Atualmente, a Audi emprega cerca de 55 mil pessoas na Alemanha. Estes 7500 lugares a suprimir somam-se aos 9500 postos de trabalho já cortados desde 2019 nas unidades de produção da marca.
Segundo o construtor, a meta passa por poupar mais de mil milhões de euros por ano a médio prazo, de forma a manter as instalações alemãs competitivas. A empresa garantiu, ainda, que não haverá despedimentos forçados.
Reestruturação e o papel da Audi Agenda
O plano assenta no Audi Agenda, um programa estratégico lançado em 2023 e concebido para acelerar a transformação da marca rumo à mobilidade elétrica.
“A Audi tem de ser mais rápida, ágil e eficiente. Isso não vai ser possível sem ajustes no pessoal.”
Gernot Döllner, CEO da Audi
“Estamos a reorganizar a nossa equipa e a alinhá-la de forma consistente com os requisitos do futuro. Estamos a fazê-lo de maneira responsável do ponto de vista social, de forma direcionada e faseada”, disse Xavier Ros, membro do conselho de administração dos Recursos Humanos da Audi.
Além da redução de postos de trabalho, a Audi pretende também baixar a despesa com pessoal através do corte de pagamentos acima do previsto nos contratos coletivos, bem como de bónus e incentivos variáveis. Importa sublinhar que estas medidas não se aplicam aos trabalhadores das fábricas.

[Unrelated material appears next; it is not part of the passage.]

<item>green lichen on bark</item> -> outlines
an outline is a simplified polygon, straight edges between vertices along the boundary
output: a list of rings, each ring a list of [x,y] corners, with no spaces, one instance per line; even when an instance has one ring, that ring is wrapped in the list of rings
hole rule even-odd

Investimentos e futuro das fábricas alemãs
Apesar do corte anunciado, a Audi voltou a vincar o compromisso com a Alemanha: vai prolongar a garantia de emprego nas suas fábricas até 2033 e avançar com um investimento de oito mil milhões de euros nas instalações alemãs até 2029.
Nesse contexto, a marca revelou que a unidade de Ingolstadt foi selecionada para fabricar um futuro modelo elétrico de entrada. Em paralelo, a produção do novo Q3 será partilhada com a fábrica de Győr, na Hungria.

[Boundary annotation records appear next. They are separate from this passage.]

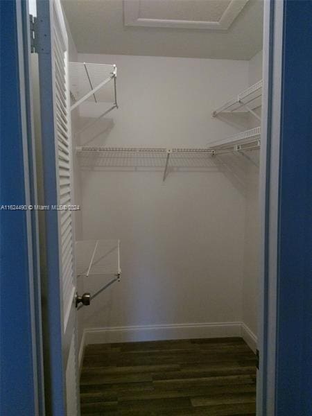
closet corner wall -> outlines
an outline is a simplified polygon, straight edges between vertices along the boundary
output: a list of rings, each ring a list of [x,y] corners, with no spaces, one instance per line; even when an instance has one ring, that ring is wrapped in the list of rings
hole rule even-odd
[[[211,110],[261,79],[261,53],[249,62],[82,55],[69,30],[69,39],[71,61],[116,63],[119,70],[119,110],[104,121],[103,134],[98,125],[89,136],[73,134],[73,149],[89,140],[112,147],[205,147],[210,137],[241,131],[213,119]],[[181,88],[188,73],[192,80]],[[72,112],[73,124],[83,116],[78,112]],[[251,118],[245,122],[256,126]],[[120,239],[124,274],[78,311],[80,362],[90,343],[242,335],[254,349],[258,168],[236,159],[248,177],[243,191],[222,159],[207,170],[172,169],[164,183],[157,169],[82,170],[76,154],[73,160],[75,203],[82,208],[75,213],[76,239]],[[97,284],[78,279],[80,293]]]

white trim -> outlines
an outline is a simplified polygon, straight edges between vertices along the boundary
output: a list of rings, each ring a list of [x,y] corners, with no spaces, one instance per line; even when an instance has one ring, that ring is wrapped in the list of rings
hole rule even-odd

Já Neckarsulm, a outra fábrica alemã da Audi, passará a funcionar como um centro de digitalização e inteligência artificial para todas as marcas do grupo (Audi, Lamborghini, Bentley e Ducati). Está também em avaliação a possibilidade de produzir um novo modelo nestas instalações.
“As negociações foram difíceis, mas sempre factuais e orientadas para a solução… tivemos de fazer compromissos para permitir flexibilidade financeira para investimentos adicionais”; Jörg Schlagbauer, chefe do sindicato de trabalhadores.
Caminho sinuoso da Audi
A redução de postos de trabalho iniciada em 2019 tinha como finalidade poupar milhares de milhões de euros para financiar a transição para os elétricos. Ainda assim, os obstáculos associados a essa mudança mantêm-se, somando-se aos desafios ligados às tensões comerciais e geopolíticas e, também, à entrada de novos concorrentes - em particular na China.

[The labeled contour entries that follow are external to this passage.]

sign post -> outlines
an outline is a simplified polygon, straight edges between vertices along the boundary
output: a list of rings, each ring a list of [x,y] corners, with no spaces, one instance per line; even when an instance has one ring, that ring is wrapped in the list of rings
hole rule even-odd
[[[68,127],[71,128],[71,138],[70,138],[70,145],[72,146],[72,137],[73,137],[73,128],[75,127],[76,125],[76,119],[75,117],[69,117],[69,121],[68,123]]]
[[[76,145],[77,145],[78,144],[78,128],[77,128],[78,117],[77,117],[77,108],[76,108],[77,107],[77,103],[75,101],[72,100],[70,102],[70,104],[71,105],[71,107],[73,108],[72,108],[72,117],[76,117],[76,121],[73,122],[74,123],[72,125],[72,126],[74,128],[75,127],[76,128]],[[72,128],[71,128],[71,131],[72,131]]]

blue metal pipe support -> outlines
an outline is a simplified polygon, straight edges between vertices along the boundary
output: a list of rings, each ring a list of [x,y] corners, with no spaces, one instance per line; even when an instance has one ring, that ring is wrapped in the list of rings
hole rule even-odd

Não é, por isso, surpreendente que, em 2024, a Audi tenha registado uma descida nas vendas face a 2023, bem como uma redução dos lucros e da margem operacional.
Com esta decisão, o total de despedimentos planeados no Grupo Volkswagen aumenta para 48 mil. A marca Volkswagen colocou em marcha um programa que envolve 35 mil despedimentos; a Porsche prevê cortar 3900 postos de trabalho. Já a unidade de software Cariad pretende reduzir 1600 postos.